Monday, October 08, 2012

TechEd 2012 background 3 - Memory Barriers

Note: This goal of this post is to provide more in-depth information and reference for attendees about a presentation I'm giving at Tech Ed New Zealand 2012.
The session is DEV402 - Multithreaded programming in .NET from the ground up.

This third post shows one the effect of the CPU re-ordering reads and writes to memory in a C# program, and explains how to fix it using Thread.MemoryBarrier

This sample program basically fires 2 functions at the threadpool over and over.

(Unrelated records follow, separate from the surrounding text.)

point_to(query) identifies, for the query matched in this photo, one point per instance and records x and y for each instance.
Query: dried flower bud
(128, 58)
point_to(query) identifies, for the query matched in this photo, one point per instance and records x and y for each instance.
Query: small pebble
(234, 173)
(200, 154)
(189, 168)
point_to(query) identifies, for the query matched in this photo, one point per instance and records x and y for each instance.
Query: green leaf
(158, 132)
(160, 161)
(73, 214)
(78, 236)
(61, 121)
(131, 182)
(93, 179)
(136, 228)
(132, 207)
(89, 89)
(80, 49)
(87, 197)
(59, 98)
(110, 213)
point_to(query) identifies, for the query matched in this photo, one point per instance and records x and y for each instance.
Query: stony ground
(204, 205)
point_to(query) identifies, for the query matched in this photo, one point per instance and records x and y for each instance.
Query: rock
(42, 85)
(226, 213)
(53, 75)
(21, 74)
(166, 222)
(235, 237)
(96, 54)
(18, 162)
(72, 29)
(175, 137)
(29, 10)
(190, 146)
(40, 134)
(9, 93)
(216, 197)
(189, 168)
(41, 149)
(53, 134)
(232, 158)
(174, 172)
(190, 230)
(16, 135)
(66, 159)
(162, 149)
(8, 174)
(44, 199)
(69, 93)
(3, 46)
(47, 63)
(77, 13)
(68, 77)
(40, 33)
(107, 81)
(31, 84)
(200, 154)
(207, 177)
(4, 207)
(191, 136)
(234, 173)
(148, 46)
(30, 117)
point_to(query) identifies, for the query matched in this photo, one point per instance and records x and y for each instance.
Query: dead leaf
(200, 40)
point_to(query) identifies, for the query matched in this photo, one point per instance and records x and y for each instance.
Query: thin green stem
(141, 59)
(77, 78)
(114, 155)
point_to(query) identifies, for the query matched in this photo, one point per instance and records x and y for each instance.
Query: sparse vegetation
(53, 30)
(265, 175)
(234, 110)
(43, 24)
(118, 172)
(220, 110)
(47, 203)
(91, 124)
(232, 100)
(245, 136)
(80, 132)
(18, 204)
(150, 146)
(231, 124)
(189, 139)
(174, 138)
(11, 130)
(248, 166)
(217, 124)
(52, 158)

In theory we can't tell which will run first, it's effectively random - This program just tries to provide an empirical measurement.

class Program
{
    static volatile int a = 0;
    static volatile int b = 0;
    static volatile bool a_ranFirst, b_ranFirst;

    static object gate = new object();

    static void ThreadA()
    {
        a = 1;
        //Thread.MemoryBarrier();
        if (b == 1)
            b_ranFirst = true;
    }

    static void ThreadB()
    {
        b = 1;
        //Thread.MemoryBarrier();
        if (a == 1)
            a_ranFirst = true;
    }

    static void Main(string[] args)
    {
        int aFirst = 0, bFirst = 0;
        int together = 0;
        int WTF = 0;

        var sw = new Stopwatch(); sw.Start();

        const int Iterations = 500000;

        for (int i = 0; i < Iterations; i++)
        {
            a = b = 0;
            a_ranFirst = b_ranFirst = false;
            Parallel.Invoke(ThreadA, ThreadB);

            if (a_ranFirst && !b_ranFirst)
                aFirst++;
            else if (!a_ranFirst && b_ranFirst)
                bFirst++;
            else if (a_ranFirst && b_ranFirst)
                together++;
            else
                WTF++; //
        }
        Console.WriteLine("Done in {0}ms", sw.ElapsedMilliseconds);

        Console.WriteLine("Thread A ran first: {0} times ({1} percent)", aFirst, ((double)aFirst / (double)Iterations) * 100);
        Console.WriteLine("Thread B ran first: {0} times ({1} percent)", bFirst, ((double)bFirst / (double)Iterations) * 100);
        Console.WriteLine("Ran together: {0} times ({1} percent)", together, ((double)together / (double)Iterations) * 100);
        Console.WriteLine("WTF: {0} times ({1} percent)", WTF, ((double)WTF / (double)Iterations) * 100);
    }
}

If I run this as-is, I get something like this:
Done in 1571ms
Thread A ran first: 379388 times (75.8776 percent)
Thread B ran first: 31140 times (6.228 percent)
Ran together: 59 times (0.0118 percent)
WTF: 89413 times (17.8826 percent)
76% of the time, A runs first (this makes sense given that it's the first argument to Parallel.Invoke) - 6% of the time B runs first, and a very small percentage of the time they run together in lockstep. However, 18% of the time, something else is happening. What's going on? To break this down, the important operations that happen on each thread are:
  • Store the value 1 to the memory location A (or B for thread B)
  • Load the value from the other memory Location
  • Figure out whether this thread was first on second based on what we read
  • Set a flag to indicate whether this thread was first or second
The first 2 steps are the key to explaining the bug. Here's what we might expect to be happening
  • When "A runs first", thread A performs both the store to A and load from B before thread B gets started.
  • When "B runs first", thread B performs both the store to B and load from A before thread A gets started.
  • When they run together, thread A stores, thread B stores, then they both load

So, what about the Fourth, "WTF" scenario? We've already marked the a and b variables as volatile, so this should tell the compiler to leave them alone. Something else is happening, but what?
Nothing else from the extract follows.